The printing press produced pamphlet wars, heretical movements, and a theocratic commune before norms emerged around publishing. - Given that these are objective-chasing machines, there is so much chaos that can ensue if better engineering principles are not developed to use this technology safely.
The crabby-rathbun hit piece is a preview: a pamphlet war at the speed of API calls.
Rivers of Slop in Open Source
- Generation is cheap; review is expensive. The ratio is getting worse. Maintainers are the verifiers in a system that is producing orders of magnitude more output to verify.
- Projects are already drowning.
Godot is overwhelmed by AI contributions. curl shut down its bug bounty. GitHub added a kill switch for AI PRs. This is the search working as designed.
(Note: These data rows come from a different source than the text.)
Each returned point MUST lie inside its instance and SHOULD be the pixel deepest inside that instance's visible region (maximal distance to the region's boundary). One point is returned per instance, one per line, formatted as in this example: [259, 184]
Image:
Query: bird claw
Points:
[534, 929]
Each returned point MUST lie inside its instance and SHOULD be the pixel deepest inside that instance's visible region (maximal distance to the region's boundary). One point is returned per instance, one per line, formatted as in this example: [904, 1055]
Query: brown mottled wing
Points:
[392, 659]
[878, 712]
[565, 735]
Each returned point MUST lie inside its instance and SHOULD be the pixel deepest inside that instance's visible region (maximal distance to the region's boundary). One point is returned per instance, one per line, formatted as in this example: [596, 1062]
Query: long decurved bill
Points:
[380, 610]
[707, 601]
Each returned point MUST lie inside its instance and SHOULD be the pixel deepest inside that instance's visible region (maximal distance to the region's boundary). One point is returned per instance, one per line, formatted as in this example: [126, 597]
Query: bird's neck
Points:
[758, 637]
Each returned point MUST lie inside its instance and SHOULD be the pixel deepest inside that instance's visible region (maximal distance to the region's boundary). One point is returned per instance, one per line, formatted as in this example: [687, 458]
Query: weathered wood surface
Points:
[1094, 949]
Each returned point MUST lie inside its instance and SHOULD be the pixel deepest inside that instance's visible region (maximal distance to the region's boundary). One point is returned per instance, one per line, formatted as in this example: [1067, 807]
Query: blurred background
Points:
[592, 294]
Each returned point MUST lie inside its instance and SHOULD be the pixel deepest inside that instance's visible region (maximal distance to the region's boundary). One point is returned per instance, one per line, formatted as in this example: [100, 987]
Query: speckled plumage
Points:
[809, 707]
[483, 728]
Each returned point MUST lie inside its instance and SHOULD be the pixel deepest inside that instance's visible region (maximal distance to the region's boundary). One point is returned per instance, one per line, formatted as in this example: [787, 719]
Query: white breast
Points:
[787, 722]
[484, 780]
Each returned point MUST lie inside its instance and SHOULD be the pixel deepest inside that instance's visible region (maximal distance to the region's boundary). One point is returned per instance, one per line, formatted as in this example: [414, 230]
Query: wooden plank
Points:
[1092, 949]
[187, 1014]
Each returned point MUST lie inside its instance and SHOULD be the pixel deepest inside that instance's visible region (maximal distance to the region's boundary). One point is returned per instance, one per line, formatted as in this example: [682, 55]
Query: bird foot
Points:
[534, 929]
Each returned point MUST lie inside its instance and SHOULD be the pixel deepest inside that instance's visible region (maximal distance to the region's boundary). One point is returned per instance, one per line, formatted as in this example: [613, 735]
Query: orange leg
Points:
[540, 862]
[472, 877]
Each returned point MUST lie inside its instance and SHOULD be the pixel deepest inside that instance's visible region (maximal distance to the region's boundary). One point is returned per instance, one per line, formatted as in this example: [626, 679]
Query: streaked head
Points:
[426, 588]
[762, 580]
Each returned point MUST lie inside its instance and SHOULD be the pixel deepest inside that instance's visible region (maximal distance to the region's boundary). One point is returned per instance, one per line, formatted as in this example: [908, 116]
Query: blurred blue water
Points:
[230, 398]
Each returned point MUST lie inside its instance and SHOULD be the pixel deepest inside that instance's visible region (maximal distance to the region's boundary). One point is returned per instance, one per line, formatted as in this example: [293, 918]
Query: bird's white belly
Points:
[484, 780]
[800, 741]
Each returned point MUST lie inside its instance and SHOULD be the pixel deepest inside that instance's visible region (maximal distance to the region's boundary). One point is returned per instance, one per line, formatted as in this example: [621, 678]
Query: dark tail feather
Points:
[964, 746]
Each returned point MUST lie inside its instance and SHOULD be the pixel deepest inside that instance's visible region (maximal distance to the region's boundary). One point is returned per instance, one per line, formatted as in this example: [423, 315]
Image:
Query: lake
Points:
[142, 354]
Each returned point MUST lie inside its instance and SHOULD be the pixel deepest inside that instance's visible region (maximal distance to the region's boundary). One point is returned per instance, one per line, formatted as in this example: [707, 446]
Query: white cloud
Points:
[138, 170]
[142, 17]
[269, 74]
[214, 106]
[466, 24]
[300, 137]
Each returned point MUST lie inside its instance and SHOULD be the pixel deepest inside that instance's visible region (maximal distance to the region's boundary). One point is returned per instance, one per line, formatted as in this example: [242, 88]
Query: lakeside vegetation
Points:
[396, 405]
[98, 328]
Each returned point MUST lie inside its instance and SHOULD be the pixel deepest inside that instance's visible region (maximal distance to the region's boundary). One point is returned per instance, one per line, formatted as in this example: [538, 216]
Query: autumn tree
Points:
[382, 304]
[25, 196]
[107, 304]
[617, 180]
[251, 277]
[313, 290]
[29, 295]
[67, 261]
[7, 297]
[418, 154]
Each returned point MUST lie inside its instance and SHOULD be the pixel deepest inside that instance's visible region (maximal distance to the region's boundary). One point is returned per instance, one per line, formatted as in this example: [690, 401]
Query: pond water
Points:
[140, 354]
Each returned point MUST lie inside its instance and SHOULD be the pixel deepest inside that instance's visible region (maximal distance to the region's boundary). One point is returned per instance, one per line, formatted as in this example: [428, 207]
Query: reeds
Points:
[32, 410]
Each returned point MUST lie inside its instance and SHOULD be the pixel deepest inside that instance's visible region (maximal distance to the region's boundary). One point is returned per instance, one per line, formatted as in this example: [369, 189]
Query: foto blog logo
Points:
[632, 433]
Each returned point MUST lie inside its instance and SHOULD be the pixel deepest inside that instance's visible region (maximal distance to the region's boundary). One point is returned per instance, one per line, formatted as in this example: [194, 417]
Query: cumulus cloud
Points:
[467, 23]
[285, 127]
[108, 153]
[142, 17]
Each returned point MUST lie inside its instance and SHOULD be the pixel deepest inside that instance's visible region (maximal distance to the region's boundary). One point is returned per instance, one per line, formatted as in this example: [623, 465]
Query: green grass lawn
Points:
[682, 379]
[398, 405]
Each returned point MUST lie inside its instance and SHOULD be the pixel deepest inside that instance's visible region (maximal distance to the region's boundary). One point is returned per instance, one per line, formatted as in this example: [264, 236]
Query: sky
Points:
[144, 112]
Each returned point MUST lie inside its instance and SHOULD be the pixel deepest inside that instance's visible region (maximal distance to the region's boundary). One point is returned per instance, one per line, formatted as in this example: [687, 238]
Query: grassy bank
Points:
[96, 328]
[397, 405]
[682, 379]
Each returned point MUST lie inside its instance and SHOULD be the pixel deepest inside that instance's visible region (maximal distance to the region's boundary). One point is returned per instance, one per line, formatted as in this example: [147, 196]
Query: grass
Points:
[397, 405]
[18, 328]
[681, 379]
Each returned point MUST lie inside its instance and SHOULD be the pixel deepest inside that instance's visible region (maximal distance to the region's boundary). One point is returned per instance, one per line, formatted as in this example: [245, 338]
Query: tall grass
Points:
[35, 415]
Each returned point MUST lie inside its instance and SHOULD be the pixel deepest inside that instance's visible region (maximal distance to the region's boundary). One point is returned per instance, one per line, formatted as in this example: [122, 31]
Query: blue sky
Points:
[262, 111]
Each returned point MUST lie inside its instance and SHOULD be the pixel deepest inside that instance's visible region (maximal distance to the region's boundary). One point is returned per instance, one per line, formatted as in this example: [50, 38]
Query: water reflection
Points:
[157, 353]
The Environment Is the Moat
- If the trained policy is opaque and roughly the same for everyone (everyone uses Claude, GPT, or Gemini), then competitive advantage shifts entirely to environment design.
- The teams that get better outcomes from agents won’t have better prompts — they’ll have better test suites, cleaner repos, tighter permissions, and stronger feedback loops.
- The agent is commodity. The
environment is the differentiator. “AI-first” means investing in everything around the agent, not in the agent itself.